Opinion ID: 1689609
Heading Depth: 1
Heading Rank: 4

Heading: The Ninety-Day Period

Text: La.Rev.Stat. 40:1299.47 A(2)(a) provides that the filing of a request for a medical review panel shall suspend the time within which suit must be instituted, obviously meaning the one-year prescriptive period under La.Rev.Stat. 9:5628. (emphasis added). Section 1299.47 A(2)(a) further provides that the one-year prescriptive period is suspended until ninety days following notification ... of the issuance of the opinion by the medical review panel. Since a prescriptive period, once suspended, commences to run again upon the termination of the period of suspension under La. Civ.Code art. 3472, Section 1299.47 A(2)(a) in unambiguous language suspends the one-year prescriptive period for medical malpractice actions from the date of filing of the panel request until ninety days after notice of the panel decision, after which the unaccrued portion of the one-year prescriptive period commences to run again under Article 3472. [1] Thus, a medical malpractice victim who files a panel request on the last date of the prescriptive period has ninety days from the notice of the panel decision to file an action in district court, whereas a victim who filed the request earlier in the one-year prescriptive period has ninety days plus the unaccrued portion of the one-year prescriptive period, whatever that portion may be. It is significant that the Legislature used the term suspension, which is a term of art in the Civil Code.
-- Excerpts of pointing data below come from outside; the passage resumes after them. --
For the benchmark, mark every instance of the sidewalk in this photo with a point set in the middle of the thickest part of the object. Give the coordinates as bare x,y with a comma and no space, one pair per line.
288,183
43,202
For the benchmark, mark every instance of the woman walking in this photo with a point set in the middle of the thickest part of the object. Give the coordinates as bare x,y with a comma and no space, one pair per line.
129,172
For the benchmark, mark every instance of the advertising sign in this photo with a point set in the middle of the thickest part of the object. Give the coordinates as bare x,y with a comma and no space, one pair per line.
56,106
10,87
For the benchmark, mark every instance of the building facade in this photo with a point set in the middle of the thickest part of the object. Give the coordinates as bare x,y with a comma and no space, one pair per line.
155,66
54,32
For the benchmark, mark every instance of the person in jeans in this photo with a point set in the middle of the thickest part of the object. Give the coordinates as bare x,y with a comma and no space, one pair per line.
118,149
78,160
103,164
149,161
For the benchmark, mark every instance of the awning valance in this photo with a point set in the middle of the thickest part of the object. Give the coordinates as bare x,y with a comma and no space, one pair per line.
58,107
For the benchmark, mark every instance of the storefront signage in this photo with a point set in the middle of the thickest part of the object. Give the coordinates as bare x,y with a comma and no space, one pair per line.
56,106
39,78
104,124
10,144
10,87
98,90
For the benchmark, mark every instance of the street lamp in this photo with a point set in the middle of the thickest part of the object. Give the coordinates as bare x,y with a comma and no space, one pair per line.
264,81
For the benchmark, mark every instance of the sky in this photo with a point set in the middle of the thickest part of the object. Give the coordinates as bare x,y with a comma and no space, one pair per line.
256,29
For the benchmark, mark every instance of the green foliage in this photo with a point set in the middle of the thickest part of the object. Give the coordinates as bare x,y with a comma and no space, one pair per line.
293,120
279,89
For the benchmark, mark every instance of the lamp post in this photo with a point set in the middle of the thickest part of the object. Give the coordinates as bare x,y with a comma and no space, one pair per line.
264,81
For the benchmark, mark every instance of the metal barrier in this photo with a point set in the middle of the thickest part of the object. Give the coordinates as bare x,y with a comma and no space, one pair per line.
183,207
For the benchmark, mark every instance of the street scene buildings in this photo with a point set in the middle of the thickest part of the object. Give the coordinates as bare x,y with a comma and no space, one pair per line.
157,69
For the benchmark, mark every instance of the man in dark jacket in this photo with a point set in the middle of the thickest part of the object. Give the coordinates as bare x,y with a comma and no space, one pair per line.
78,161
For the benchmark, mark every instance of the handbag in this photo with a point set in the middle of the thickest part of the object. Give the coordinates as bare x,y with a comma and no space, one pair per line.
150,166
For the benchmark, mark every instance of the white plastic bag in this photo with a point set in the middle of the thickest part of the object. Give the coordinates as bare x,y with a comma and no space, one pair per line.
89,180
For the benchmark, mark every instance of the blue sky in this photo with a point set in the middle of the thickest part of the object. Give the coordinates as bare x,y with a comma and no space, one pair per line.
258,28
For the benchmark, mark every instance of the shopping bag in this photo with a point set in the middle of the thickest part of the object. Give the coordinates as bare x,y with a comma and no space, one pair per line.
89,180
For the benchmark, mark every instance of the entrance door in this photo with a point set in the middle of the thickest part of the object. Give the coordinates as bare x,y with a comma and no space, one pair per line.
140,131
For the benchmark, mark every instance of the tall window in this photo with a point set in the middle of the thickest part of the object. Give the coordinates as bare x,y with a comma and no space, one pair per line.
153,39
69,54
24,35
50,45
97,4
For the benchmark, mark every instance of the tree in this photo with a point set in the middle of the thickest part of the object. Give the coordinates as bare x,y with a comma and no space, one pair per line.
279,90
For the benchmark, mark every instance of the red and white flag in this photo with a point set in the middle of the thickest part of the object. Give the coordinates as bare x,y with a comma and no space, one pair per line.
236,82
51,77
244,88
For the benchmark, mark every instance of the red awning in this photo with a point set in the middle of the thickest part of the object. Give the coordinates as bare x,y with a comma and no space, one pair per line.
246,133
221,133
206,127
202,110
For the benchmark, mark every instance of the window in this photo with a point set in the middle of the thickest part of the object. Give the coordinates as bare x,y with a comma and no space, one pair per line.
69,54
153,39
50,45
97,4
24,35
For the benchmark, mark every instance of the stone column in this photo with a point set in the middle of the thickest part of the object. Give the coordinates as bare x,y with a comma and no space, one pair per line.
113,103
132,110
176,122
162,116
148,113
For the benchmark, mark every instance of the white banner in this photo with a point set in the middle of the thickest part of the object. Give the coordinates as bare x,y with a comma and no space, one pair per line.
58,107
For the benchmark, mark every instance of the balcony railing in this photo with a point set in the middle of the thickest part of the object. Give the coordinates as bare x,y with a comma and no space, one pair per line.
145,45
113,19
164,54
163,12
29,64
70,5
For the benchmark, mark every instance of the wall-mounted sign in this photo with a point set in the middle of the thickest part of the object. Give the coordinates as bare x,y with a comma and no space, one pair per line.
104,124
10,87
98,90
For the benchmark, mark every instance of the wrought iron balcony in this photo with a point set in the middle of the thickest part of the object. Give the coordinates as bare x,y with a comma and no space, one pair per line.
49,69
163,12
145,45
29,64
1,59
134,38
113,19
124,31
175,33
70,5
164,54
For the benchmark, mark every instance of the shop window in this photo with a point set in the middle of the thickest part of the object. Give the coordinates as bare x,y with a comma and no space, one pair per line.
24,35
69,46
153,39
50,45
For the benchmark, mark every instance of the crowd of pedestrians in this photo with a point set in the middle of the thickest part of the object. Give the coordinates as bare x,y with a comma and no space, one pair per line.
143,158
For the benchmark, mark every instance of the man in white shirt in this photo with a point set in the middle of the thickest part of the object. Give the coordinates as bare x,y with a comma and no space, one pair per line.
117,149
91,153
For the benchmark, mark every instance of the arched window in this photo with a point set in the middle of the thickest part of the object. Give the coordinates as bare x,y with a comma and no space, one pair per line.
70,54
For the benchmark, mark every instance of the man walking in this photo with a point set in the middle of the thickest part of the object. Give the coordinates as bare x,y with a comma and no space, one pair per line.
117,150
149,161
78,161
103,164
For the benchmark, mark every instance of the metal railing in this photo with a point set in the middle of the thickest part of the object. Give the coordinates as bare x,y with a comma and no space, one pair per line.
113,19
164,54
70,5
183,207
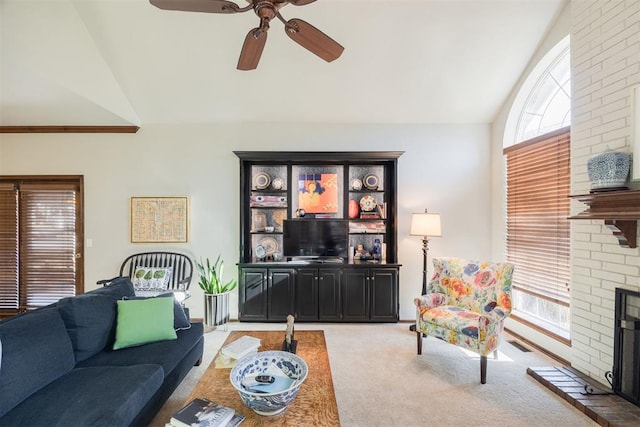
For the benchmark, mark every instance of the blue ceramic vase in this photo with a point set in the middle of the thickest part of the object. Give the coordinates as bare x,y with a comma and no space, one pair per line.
608,170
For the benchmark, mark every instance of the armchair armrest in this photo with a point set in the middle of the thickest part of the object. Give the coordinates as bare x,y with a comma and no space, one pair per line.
430,300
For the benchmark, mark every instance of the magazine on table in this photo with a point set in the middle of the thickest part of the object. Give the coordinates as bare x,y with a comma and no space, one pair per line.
202,412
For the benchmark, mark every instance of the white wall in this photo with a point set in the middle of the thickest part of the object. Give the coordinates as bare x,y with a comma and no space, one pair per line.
605,55
444,168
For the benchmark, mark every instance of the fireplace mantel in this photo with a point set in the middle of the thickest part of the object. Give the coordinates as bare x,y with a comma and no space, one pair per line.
619,209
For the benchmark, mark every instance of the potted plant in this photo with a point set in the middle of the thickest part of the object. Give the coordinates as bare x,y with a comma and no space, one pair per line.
216,291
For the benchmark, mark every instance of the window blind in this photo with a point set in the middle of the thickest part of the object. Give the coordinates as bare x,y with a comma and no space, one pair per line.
538,186
40,228
48,243
9,298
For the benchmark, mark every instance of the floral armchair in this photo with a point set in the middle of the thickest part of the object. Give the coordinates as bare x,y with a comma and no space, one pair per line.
465,305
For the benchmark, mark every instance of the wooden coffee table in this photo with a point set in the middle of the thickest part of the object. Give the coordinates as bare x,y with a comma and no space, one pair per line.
315,404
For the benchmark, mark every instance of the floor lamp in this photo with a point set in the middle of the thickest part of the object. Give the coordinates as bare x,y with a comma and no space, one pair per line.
425,225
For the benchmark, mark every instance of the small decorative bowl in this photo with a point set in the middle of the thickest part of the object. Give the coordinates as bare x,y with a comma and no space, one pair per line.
269,403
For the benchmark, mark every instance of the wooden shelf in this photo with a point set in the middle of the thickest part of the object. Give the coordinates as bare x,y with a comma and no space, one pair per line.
619,209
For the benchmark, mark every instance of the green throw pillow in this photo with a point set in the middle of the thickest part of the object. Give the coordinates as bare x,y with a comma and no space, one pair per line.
144,321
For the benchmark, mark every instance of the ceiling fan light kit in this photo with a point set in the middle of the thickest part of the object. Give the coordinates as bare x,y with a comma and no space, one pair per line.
301,32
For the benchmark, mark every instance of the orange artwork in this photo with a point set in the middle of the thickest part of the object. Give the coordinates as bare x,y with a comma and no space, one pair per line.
318,193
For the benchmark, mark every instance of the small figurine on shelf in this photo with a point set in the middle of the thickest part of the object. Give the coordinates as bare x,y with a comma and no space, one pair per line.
289,343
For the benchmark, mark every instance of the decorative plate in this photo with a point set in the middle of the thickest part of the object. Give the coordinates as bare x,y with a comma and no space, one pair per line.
368,203
260,252
261,181
356,184
371,181
269,244
277,184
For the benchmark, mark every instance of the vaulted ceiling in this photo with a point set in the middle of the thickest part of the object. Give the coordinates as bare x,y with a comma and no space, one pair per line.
121,62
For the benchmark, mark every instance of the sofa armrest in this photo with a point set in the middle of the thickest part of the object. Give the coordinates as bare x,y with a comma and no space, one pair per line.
430,300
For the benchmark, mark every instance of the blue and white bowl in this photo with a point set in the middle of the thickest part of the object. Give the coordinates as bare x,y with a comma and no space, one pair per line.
269,403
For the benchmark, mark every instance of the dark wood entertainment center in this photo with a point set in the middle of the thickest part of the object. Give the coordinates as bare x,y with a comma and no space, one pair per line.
357,187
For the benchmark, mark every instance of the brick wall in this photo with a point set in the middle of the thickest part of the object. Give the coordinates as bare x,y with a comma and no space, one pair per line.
605,56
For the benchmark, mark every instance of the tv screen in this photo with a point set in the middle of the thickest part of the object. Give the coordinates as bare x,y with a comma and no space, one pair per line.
315,238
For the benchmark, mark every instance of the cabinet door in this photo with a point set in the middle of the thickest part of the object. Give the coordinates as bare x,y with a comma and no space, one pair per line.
384,294
329,294
355,295
252,291
281,293
307,294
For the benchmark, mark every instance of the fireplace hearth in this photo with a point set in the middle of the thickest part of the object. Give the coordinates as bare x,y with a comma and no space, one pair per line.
626,355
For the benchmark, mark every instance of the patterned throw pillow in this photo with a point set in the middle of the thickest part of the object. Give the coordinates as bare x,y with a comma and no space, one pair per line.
151,280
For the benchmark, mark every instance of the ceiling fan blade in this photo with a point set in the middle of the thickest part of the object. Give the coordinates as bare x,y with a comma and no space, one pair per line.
312,39
252,49
209,6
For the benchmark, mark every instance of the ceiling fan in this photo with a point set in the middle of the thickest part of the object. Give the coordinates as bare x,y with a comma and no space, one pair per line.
301,32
If the Legislature had intended for the malpractice victim to have only ninety days from notice of the panel decision, the statute could have provided for filing in the district court within the unaccrued portion of the prescriptive period, but in no event less than ninety days. Or if the Legislature had intended for the victim not to have both ninety days and the unaccrued portion of the prescriptive period, the statute could have provided for ninety days or the unaccrued portion of the period, whichever is longer. The Legislature did neither. Rather, the Legislature expressly provided for suspension of the prescriptive period during the entire time the matter is before the panel until ninety days after the panel decision, and Article 3472 thereafter controls the commencement of the unaccrued portion of the prescriptive period.